C’mon radio, let’s do the twist

Wave innovation might dramatically increase bandwidth, researcher says

Broadcasting live from Italy: a new twist on radio that could pack more information into the airwaves.

TESTING THE WAVES A radio broadcast 442 meters from a lighthouse on the island of San Giorgio Maggiore (right) to the Doge’s Palace in Venice (left) demonstrated a new way to twist these electromagnetic waves that could be useful for wireless networks and cell phone communications. © age fotostock / SuperStock
THE DISH Radio waves bounced off this parabolic antennae twist like a spiral staircase. F. Tamburini

Scientists have demonstrated a way to mold radio waves into spirals that could allow multiple radio stations to broadcast at the same frequency. Two waves with different shapes can carry different information without overlapping or interfering with each other.

That’s good news not only for classic rock ’n’ roll, but for wireless networks and cell phones. These technologies communicate in the increasingly crowded radio frequencies, which lie between 3 Hz and 300 GHz.

“We think we can increase the bandwidth by an order of magnitude,” says Fabrizio Tamburini, an astronomer at the University of Padua in Italy, whose team describes their recent experiment in a paper submitted to the New Journal of Physics.  This tenfold boost in capacity could help new wireless devices communicate without interfering with each other.

On the night of June 24, Tamburini and colleagues beamed two radio signals from a lighthouse on San Giorgio Maggiore, an island just offshore of Venice. The first encoded a pure tone in a traditional radio wave with peaks and troughs lined up neatly in a single, two-dimensional plane. The second signal bounced off a dish shaped like a flattened spiral staircase 80 centimeters across. This dish wrapped the electromagnetic radiation into a corkscrew without distorting the information it carried — a second tone with a higher pitch.

The two signals, both broadcast at 2.4 GHz, traveled 442 meters through the air, across open water, and arrived onshore at the Doge’s Palace, which once housed the rulers of Venice. An antenna picked up the radio waves, disentangling them like strands of woven rope. A crowd gathered below to hear the sounds, says Tamburini.

“Similar things have been done before using optical vortices and visible light, but not, to my knowledge, using radio waves,” says Grover Swartzlander, a physicist at the Rochester Institute of Technology in New York.

In theory, an infinite number of waves with different twists, or vorticities, can travel together amicably. Tamburini says he’s aiming for a practical, technologically feasible number: 21. Optics researchers weave together hundreds or even thousands of strands of twisted light, the basis of optical tweezers used to manipulate small objects.

The radio researchers hope to miniaturize the technology and create cell phone–sized antennas. The team also plans to try broadcasting over longer distances: 12 kilometers at first, and then 100 kilometers.

That could prove more difficult.

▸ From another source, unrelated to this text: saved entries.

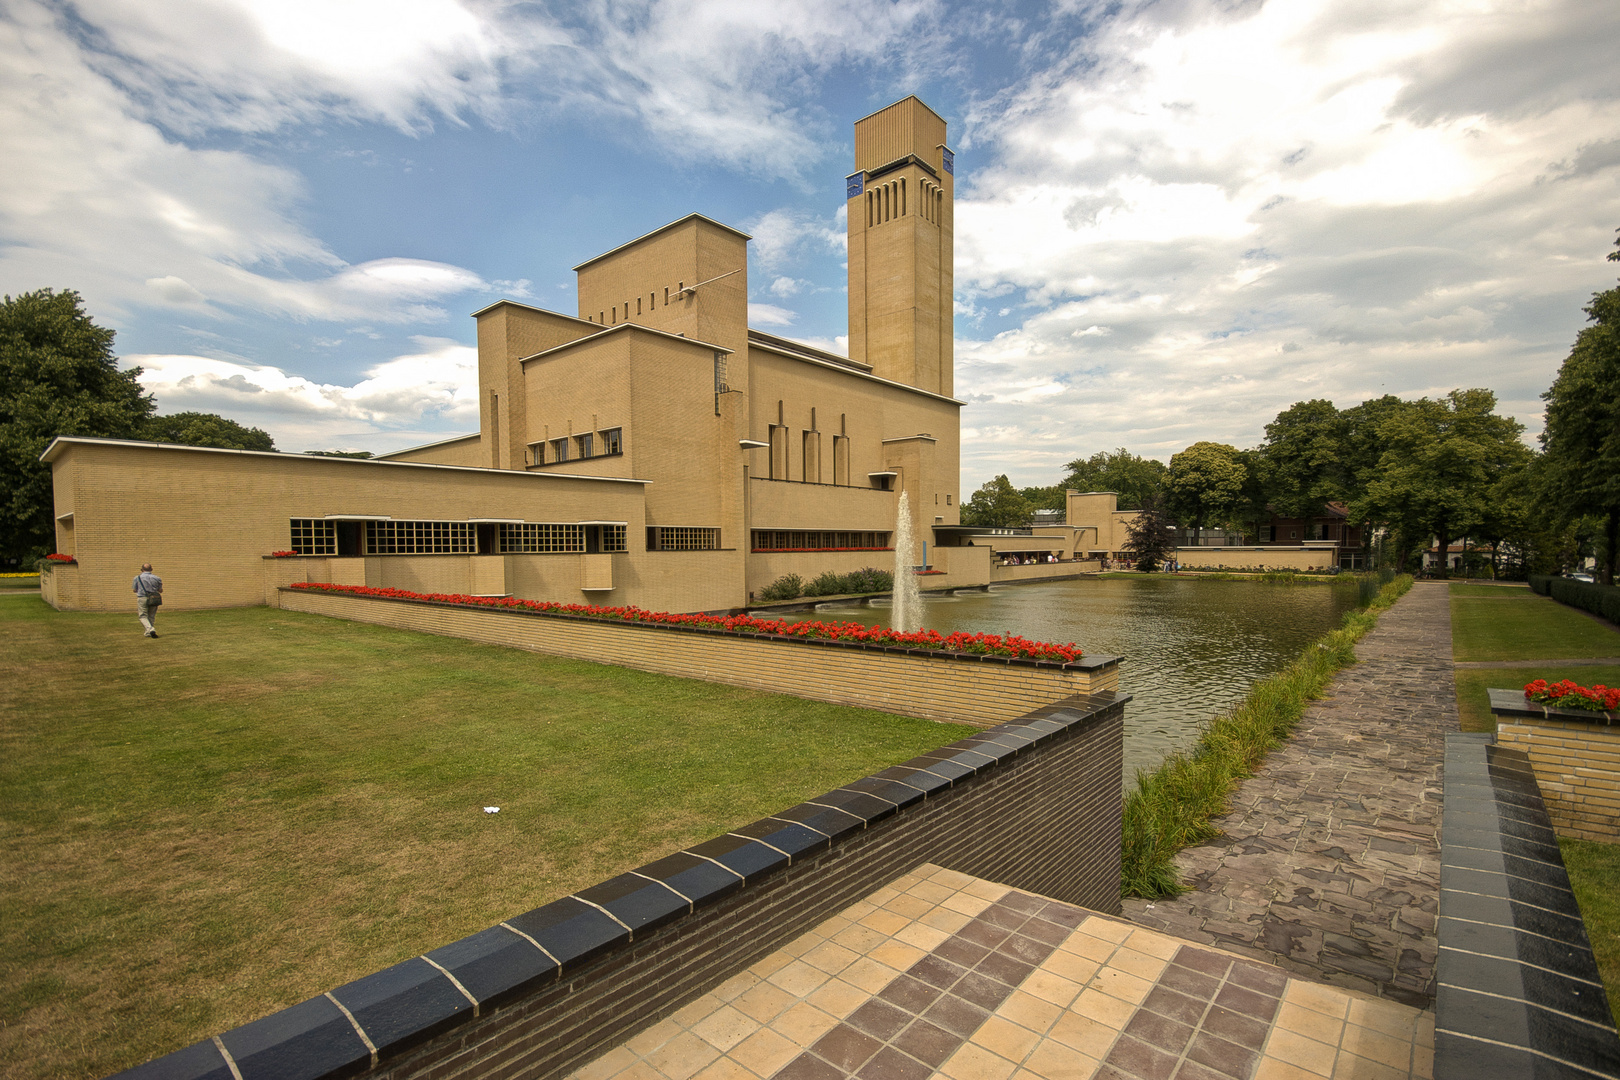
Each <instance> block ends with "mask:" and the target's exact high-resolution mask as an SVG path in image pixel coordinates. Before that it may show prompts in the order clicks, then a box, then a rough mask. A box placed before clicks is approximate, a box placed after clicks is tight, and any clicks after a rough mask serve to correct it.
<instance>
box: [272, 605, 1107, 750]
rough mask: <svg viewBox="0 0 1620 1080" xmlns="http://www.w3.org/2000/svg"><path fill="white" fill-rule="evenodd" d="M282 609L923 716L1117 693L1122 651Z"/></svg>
mask: <svg viewBox="0 0 1620 1080" xmlns="http://www.w3.org/2000/svg"><path fill="white" fill-rule="evenodd" d="M277 596H279V601H277V602H279V606H280V607H283V609H287V610H301V612H309V614H316V615H330V617H335V619H352V620H355V622H371V623H377V625H384V627H395V628H399V630H416V631H421V633H439V635H445V636H452V638H467V640H470V641H483V643H486V644H505V646H515V648H520V649H531V651H535V653H548V654H551V656H572V657H577V659H583V661H596V662H601V664H619V665H622V667H635V669H640V670H650V672H663V674H669V675H682V677H685V678H701V680H705V682H716V683H726V685H729V687H753V688H758V690H770V691H773V693H787V695H794V696H797V698H812V699H815V701H831V703H834V704H852V706H860V708H867V709H885V711H888V712H901V714H906V716H920V717H927V719H930V721H956V722H961V724H977V725H985V724H1000V722H1003V721H1009V719H1013V717H1016V716H1022V714H1024V712H1029V711H1030V709H1035V708H1040V706H1042V704H1045V703H1050V701H1055V699H1058V698H1066V696H1069V695H1085V693H1100V691H1105V690H1118V687H1119V661H1118V657H1082V659H1081V661H1076V662H1074V664H1055V662H1047V661H1013V659H1004V657H988V656H987V657H980V656H967V657H957V656H946V654H936V656H919V654H907V653H901V651H894V649H885V648H881V646H867V644H860V643H852V641H807V640H802V638H763V636H739V635H726V633H718V631H710V630H697V628H685V627H648V625H645V623H614V622H598V620H588V619H570V617H567V615H551V614H541V612H530V610H489V609H478V607H458V606H454V604H434V602H428V601H402V599H379V597H369V596H343V594H334V593H316V591H306V589H280V591H279V593H277Z"/></svg>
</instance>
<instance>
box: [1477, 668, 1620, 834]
mask: <svg viewBox="0 0 1620 1080" xmlns="http://www.w3.org/2000/svg"><path fill="white" fill-rule="evenodd" d="M1490 712H1492V714H1495V717H1497V745H1498V746H1511V748H1515V750H1520V751H1523V753H1524V756H1528V758H1529V763H1531V766H1533V767H1534V769H1536V782H1537V784H1539V785H1541V797H1542V800H1544V801H1545V803H1547V816H1549V818H1550V819H1552V827H1554V829H1557V831H1558V836H1568V837H1575V839H1578V840H1602V842H1605V844H1614V842H1617V840H1620V725H1617V724H1615V721H1617V719H1620V717H1615V716H1610V714H1607V712H1576V711H1575V709H1549V708H1545V706H1539V704H1534V703H1531V701H1526V699H1524V693H1523V691H1521V690H1492V691H1490Z"/></svg>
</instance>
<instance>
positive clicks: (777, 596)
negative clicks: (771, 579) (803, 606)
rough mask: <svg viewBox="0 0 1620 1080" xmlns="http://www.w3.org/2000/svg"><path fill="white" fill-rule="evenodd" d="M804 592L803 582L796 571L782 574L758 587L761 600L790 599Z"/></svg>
mask: <svg viewBox="0 0 1620 1080" xmlns="http://www.w3.org/2000/svg"><path fill="white" fill-rule="evenodd" d="M804 594H805V583H804V578H800V576H799V575H797V573H787V575H782V576H779V578H776V580H774V581H771V583H770V585H766V586H765V588H763V589H760V599H761V601H792V599H799V597H800V596H804Z"/></svg>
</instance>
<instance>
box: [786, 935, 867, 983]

In the Venice demonstration, the transmitter and the receiver faced each other across a clear line of sight. Physicist Juan Torres of the Institute of Photonic Sciences in Barcelona, Spain, cautions that messier conditions could distort twisted signals.

“Real transmissions in a smoggy city might represent a technological challenge,” he says.

Tamburini also has an interest in twisted waves coming from the cosmos. In the March Nature Physics, he and his colleagues were the first to predict that rotating black holes twirl passing light. If such an intergalactic broadcast were found, it could provide a new way to test Einstein’s theory of general relativity.